Black senior members of the asset management industry have urged colleagues and employers to start unpacking the BAME (black, Asian and minority ethnic) acronym, place more emphasis on race equality in their diversity & inclusion policies and to be more active in standing against workplace and societal racism, warning that "every single one of us is either part of the solution or part of the problem".
The best way to achieve a greater understanding, according to Hall, is for all members of asset management firms to immerse themselves in black culture.
"Black colleagues have to understand that we can be our whole self, keep our full identity, and still thrive in the workplace," she said.
"Everybody, regardless of what race they are, needs to ask themselves tough questions around racism and to try and understand the system.
"By not doing so, you are missing a whole part of society - a group of people who are hurting as a result of it."
Onuekwusi said many firms adopt a "colourblind" policy, which erases part of the identity of black colleagues and can end up masking any race-related issues in the company.
"If you don't see race, then you are not seeing somebody's identity and that linked experience. So challenging that colourblind concept is really important.
"In practical terms, a lot of businesses do not have black people employed at senior levels," he said.

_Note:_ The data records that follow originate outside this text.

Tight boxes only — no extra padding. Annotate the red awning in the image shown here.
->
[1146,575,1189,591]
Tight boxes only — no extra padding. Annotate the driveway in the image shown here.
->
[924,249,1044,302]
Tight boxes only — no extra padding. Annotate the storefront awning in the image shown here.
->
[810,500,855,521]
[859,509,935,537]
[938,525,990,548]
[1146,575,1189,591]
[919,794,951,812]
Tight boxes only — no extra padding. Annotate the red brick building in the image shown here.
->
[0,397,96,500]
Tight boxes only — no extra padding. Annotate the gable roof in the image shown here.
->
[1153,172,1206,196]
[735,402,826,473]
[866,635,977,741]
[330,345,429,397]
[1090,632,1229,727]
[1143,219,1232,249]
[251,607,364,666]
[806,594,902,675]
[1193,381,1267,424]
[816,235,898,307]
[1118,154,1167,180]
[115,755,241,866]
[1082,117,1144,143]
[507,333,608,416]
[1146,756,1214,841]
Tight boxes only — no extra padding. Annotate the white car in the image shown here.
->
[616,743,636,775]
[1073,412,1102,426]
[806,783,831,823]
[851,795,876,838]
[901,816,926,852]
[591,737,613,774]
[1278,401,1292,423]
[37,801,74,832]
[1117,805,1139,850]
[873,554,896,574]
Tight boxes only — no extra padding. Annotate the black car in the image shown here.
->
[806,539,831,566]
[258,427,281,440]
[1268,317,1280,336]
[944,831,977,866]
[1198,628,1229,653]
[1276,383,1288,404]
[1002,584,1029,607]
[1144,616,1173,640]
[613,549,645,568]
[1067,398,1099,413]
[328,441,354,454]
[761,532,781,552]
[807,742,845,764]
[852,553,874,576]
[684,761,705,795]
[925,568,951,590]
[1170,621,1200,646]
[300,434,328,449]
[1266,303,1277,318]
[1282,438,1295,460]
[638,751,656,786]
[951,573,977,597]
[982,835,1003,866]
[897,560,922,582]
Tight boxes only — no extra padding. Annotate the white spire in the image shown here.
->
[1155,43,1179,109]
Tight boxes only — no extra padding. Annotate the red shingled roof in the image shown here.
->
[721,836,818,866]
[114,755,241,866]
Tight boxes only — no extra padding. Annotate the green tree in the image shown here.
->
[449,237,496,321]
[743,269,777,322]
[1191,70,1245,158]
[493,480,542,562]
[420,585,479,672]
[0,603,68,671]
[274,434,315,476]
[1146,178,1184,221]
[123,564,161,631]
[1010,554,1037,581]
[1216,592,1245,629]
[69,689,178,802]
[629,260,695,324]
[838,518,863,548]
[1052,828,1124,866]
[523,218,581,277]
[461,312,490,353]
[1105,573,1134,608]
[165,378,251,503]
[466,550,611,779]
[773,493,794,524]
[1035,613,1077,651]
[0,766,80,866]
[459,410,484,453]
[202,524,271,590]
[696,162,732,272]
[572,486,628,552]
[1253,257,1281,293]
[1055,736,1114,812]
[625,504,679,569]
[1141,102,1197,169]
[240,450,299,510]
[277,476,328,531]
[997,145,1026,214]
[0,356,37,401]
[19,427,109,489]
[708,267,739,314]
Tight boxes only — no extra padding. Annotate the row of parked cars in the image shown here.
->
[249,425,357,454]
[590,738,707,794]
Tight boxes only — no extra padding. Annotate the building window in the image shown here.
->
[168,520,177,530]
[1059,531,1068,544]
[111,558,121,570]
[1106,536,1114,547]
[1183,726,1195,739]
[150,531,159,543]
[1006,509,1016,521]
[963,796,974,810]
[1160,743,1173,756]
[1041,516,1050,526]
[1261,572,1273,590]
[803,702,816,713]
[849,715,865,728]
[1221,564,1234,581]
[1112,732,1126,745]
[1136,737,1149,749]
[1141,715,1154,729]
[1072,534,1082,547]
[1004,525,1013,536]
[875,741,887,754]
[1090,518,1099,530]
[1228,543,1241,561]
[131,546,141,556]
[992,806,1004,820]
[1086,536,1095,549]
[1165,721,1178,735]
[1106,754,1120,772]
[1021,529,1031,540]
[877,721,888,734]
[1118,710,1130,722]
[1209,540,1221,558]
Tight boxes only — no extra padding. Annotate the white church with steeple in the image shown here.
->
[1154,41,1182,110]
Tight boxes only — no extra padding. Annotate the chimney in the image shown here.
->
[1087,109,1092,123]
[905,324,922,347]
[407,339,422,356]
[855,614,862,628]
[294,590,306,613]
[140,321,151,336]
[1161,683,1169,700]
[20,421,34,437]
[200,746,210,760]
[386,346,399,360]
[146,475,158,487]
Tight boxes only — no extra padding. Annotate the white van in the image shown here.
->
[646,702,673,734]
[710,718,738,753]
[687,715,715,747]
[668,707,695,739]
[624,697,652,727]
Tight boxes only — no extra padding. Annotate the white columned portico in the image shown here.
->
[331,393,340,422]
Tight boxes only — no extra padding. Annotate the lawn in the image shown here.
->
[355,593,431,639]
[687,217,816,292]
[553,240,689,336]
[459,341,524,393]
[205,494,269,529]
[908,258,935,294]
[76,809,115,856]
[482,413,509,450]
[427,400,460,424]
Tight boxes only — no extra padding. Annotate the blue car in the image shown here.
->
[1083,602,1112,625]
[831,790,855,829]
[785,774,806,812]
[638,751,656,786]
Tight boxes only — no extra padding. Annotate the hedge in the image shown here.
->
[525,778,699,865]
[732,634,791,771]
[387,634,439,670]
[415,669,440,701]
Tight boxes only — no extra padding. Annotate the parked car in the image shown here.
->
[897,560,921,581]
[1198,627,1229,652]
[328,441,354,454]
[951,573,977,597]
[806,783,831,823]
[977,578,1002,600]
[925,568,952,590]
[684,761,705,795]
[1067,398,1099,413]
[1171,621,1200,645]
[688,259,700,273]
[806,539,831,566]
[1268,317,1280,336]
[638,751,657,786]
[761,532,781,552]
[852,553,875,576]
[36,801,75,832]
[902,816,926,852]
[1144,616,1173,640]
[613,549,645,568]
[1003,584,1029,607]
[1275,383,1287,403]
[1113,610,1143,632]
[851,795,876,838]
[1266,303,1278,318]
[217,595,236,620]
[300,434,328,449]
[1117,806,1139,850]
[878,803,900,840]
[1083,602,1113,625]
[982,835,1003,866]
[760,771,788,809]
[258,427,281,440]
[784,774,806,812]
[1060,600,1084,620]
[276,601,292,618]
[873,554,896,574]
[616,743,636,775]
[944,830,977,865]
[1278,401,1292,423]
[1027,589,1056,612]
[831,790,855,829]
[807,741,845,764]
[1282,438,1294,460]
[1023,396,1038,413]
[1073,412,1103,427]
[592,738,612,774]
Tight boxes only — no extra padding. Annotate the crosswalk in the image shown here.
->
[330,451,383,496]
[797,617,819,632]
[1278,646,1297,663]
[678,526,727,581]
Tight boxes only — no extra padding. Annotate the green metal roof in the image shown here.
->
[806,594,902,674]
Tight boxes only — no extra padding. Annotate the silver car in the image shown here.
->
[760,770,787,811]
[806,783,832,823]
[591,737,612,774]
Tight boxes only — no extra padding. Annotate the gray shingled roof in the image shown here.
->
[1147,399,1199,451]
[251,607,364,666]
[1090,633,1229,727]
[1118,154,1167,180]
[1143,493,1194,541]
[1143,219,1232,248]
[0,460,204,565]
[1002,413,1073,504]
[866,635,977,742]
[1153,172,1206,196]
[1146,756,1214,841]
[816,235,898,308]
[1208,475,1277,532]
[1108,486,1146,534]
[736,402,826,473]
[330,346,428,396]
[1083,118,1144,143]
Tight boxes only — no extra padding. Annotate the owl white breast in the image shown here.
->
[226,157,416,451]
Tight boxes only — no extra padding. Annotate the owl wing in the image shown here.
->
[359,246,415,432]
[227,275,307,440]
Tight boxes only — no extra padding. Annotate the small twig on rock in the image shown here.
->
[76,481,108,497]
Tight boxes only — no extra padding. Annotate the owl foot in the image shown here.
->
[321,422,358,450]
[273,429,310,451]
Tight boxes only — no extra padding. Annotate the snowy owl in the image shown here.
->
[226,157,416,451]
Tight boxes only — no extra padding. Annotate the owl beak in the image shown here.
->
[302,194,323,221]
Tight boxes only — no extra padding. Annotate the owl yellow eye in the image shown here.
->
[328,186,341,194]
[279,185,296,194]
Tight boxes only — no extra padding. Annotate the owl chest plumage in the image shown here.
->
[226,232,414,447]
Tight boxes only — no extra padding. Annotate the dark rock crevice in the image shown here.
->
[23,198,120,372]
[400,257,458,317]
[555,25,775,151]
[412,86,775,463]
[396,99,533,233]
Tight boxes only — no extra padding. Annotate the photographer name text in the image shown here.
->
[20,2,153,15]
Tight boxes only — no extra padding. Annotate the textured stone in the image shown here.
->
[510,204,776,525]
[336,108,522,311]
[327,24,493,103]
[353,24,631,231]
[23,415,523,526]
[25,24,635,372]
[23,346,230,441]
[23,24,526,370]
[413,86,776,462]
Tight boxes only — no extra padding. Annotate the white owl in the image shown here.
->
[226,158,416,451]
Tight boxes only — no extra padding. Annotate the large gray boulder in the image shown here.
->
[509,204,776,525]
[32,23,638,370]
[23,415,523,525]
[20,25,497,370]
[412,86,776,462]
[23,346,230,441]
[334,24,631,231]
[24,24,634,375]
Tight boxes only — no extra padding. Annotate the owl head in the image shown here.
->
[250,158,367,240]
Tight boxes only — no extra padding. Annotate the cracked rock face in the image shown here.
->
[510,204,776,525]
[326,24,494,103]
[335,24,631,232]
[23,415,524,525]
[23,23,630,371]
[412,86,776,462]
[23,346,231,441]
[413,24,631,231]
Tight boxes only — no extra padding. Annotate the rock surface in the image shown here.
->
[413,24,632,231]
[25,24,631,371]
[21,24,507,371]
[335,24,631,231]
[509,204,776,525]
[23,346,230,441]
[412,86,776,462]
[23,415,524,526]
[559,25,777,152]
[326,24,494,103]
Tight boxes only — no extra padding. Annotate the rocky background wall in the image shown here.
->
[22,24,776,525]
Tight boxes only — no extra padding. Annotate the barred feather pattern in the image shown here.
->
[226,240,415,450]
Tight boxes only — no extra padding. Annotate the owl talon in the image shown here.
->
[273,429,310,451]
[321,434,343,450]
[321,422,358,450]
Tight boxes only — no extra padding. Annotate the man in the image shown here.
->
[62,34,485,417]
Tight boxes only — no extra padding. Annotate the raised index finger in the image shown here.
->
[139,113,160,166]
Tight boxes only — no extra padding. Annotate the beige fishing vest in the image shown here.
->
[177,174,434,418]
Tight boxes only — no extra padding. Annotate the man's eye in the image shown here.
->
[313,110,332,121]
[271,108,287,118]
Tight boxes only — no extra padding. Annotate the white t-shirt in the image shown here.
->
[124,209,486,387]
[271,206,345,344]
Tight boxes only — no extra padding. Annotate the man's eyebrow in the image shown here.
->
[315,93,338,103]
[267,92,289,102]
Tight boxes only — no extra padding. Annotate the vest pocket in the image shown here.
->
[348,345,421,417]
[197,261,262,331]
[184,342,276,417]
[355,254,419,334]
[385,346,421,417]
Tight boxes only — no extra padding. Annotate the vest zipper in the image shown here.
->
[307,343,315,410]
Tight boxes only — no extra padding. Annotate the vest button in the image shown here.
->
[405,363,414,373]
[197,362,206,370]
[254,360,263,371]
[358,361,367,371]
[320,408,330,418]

"When it comes to putting policy together, those black people and minorities are not at the table, and we need to see colour to recognise that.
"You can do surveys, you can do workshops, but the only way to really make a change is for people to make tangible recommendations directly to the executive.
"So forming task forces of different ethnicities to try and formulate policy which will go directly to the executive, I think is really powerful.
"Take it out of the HR function of the business and have the recommendations actually given by the business."
Konotey-Ahulu said addressing these issues is not a case of "the black community versus the privileged white community, or comparing Asian statistics with black statistics".
"This is asking for help," he said. "Not because we don't have our own ideas and not because we don't have areas we need to work on, but because it is impossible to change these things by ourselves.
"If everyone joins hands and comes alongside us, then we can change the system. And we can improve ourselves. Every single one of us is either part of the problem or part of the solution - there is no safe middle ground where you can just sit and watch us, where you can do nothing.
"Ask yourself: What am I? Am I going to embrace this moment? Will I use this time in history to step forward and make a difference?
"It doesn't mean you have to do something momentous, but you do have to take a stand."